Negotiated wages jumped 5.4 per cent in the three months to September compared with the year-ago period, up from an annual rise of 3.5 per cent in the previous quarter, the European Central Bank said on Wednesday. It was the biggest increase since 1993, six years before the euro was launched.

Growth in wage deals is closely watched by monetary policymakers as a signal of persistent inflationary pressures. The ECB had expected a pick-up in negotiated wage growth during the second half of this year, mostly due to one-off agreements in Germany, the EU’s largest economy.

However, it forecasts a sharp decline in negotiated wage growth, which excludes bonuses, overtime and other forms of compensation, in the second half of 2025, to a rate consistent with its 2 per cent medium-term inflation target, as price pressures abate and the labour market weakens.

As a result the ECB was likely to “look through” the strong wage data, said Andrzej Szczepaniak, economist at the financial company Nomura. He pointed to survey data showing a weakening of companies’ pricing power in the fourth quarter, “which will result in consumer inflationary pressures abating further over the coming months”.

Line chart of Annual % change in negotiated wages showing Eurozone wage growth jumped in the three months to September

The ECB has lowered interest rates three times this year, taking borrowing costs to 3.25 per cent, and is widely expected to make another quarter-point cut at its next meeting on December 12 amid signs of softening inflation and stagnant demand.

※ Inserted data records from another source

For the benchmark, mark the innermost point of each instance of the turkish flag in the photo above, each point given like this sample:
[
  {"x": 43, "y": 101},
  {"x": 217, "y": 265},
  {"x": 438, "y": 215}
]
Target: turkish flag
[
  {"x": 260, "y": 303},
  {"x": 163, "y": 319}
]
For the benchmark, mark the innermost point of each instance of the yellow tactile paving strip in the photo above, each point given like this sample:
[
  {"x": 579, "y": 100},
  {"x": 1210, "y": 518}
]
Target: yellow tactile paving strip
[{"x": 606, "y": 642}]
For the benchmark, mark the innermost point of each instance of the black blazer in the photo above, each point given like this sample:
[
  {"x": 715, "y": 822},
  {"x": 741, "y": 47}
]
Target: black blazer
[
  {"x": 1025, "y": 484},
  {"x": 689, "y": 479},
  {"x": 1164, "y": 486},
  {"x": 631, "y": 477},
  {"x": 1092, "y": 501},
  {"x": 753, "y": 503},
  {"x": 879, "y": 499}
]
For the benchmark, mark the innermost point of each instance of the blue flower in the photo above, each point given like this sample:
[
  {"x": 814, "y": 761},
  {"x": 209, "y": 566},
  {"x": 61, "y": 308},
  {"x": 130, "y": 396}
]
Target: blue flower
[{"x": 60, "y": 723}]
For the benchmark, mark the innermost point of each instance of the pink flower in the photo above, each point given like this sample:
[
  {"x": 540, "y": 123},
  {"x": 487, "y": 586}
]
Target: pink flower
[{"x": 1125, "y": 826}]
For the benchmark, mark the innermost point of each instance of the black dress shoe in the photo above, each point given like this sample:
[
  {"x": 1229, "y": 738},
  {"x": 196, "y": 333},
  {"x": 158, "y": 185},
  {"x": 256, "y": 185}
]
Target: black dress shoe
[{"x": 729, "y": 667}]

Elias Hilmer, economist at Capital Economics, said wage growth was a lagging indicator of inflationary pressures as it includes all agreements that are currently in place regardless of when they were signed, “meaning that it doesn’t pick up turning points as quickly as indicators for newly agreed wages only”.

More timely indicators, such as a tracker of salaries for vacancies compiled by recruitment portal Indeed with the Central Bank of Ireland, have been on a downward trend since mid-2022.

IG Metall, Germany’s largest industrial union, recently struck a deal securing a 5.5 per cent pay rise over 25 months, much lower than the 8.5 per cent increase in the previous round.

ECB chief economist Philip Lane said in the summer that he expected wage growth to slow sharply in 2025 and 2026 as “the catch-up” in salaries was “peaking”

Annual inflation in the Eurozone rose to 2 per cent in October, from 1.7 per cent in the previous month. However, concerns over flat economic growth have become more pressing than those about inflation. Germany is facing its first two-year recession since the early 2000s.

Earlier in the week the European Commission downgraded its growth forecasts for the Eurozone, warning the 20-country bloc is set to fall further behind the US.

At 6.3 per cent, unemployment in the Eurozone is still at a record low rate, but job vacancies are falling and fewer businesses report labour shortages, indicating the labour market is becoming less tight.

“A loosening of the Eurozone’s labour market and lower inflation mean that workers are likely to push for smaller nominal wage rises in 2025,” said Hilmer.

“While at face value the data released look concerning, the bigger picture is that wage growth is likely to slow significantly next year,” he added.